Just in intuition based on the traceback, especially here:
File "/usr/local/anaconda3/envs/pytorch3d_torch2_v2/lib/python3.10/site-packages/theseus/core/cost_function.py", line 341, in _compute_autograd_jacobian_vmap return vmap(jacrev(jac_fn, argnums=0))(optim_tensors, aux_tensors)
I think that jac_fn will be called in the same way that the forward path is called with vmap. So, there might be an error in the jac_fn function's vmapping, which you might specify in the same way as you did for the forward path.
@TimoRST Thanks for the inputs! I never thought of it and will look into it.

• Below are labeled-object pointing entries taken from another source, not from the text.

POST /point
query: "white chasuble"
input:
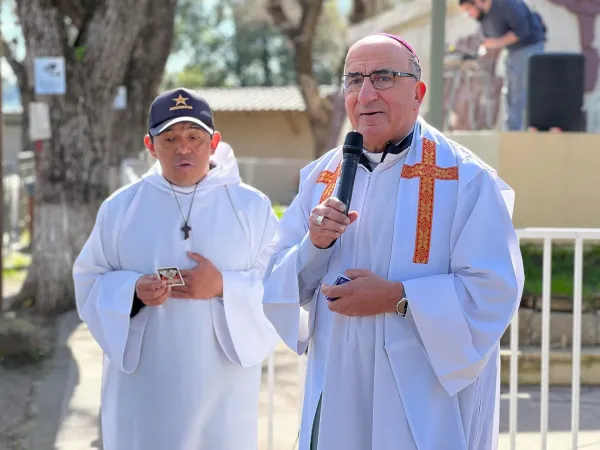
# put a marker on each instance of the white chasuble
(437, 219)
(184, 375)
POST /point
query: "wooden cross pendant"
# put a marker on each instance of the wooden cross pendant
(186, 231)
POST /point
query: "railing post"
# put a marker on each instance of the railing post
(545, 381)
(577, 309)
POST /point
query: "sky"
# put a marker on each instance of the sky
(175, 63)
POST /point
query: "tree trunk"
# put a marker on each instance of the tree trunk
(72, 180)
(142, 79)
(325, 115)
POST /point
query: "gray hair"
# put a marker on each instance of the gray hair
(414, 66)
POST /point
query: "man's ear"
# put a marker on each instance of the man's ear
(420, 90)
(216, 138)
(150, 145)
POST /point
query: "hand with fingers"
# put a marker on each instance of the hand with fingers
(367, 294)
(328, 222)
(151, 290)
(203, 282)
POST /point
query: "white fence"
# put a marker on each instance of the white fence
(547, 236)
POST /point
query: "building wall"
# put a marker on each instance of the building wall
(573, 26)
(554, 175)
(267, 134)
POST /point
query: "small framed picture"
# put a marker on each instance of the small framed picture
(341, 279)
(171, 275)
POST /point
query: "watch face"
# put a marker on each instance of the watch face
(403, 306)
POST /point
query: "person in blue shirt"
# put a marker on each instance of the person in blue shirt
(513, 25)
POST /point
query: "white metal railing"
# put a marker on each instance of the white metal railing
(547, 235)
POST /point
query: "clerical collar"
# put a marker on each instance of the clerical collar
(390, 149)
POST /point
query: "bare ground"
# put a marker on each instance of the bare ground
(19, 381)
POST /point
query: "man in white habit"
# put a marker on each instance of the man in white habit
(406, 356)
(182, 364)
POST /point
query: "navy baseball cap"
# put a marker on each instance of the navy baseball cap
(179, 105)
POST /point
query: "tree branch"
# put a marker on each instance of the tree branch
(280, 18)
(17, 67)
(73, 9)
(102, 47)
(311, 11)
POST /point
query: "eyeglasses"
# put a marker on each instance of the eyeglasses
(381, 79)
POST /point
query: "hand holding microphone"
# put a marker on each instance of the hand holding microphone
(329, 220)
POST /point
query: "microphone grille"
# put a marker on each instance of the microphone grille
(353, 142)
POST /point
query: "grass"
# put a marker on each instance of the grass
(562, 270)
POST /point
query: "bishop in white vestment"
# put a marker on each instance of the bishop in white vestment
(428, 222)
(182, 373)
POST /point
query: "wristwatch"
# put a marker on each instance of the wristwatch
(402, 306)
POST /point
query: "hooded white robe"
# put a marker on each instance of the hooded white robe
(184, 375)
(430, 380)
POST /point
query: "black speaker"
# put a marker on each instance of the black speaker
(555, 91)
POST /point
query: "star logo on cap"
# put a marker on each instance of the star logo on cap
(180, 100)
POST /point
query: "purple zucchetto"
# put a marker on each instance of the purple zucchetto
(402, 41)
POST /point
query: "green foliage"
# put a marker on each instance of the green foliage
(231, 44)
(562, 271)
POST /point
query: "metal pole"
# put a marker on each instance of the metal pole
(436, 81)
(1, 192)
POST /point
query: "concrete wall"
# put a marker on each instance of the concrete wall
(555, 176)
(267, 134)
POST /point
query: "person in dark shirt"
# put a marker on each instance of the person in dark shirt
(513, 25)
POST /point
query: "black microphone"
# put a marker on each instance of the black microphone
(352, 150)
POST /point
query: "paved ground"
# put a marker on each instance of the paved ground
(77, 378)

Just one follow up, jac_fn is either the cost_function which is th.AutoDiffCostFunction or the error_fn I wrote that I used to compute the loss values. Do you know how to add vmap to those functions? They are not torch.autograd.Function.
Thanks!
I don't know that. I would first debug into that function to see if it really is called with those batched tensors which cause the error. After verifying you might just make an autodiff function out of that function?
@TimoRST Thanks. I will try it out.
Can I ask what your use case was to use knn and theseus? Was it also used in the context of an optimization that needed a full jacobian?
Thanks!
I wanted to implement something like WGICP (https://arxiv.org/abs/2209.09777), but I couldn't scale it because my graphics card was too small, so I didn't get comparable results. I didn't use the Jacobian, so it was enough to ensure correct vmapping in the forward path.
@TimoRST Thanks for the details. Really appreciate the help!
@bottler could you take a look at the code I posted above? I am going to follow @TimoRST suggestion to take a look at the error function. Meanwhile you find anything in my code, please let me know. Thanks!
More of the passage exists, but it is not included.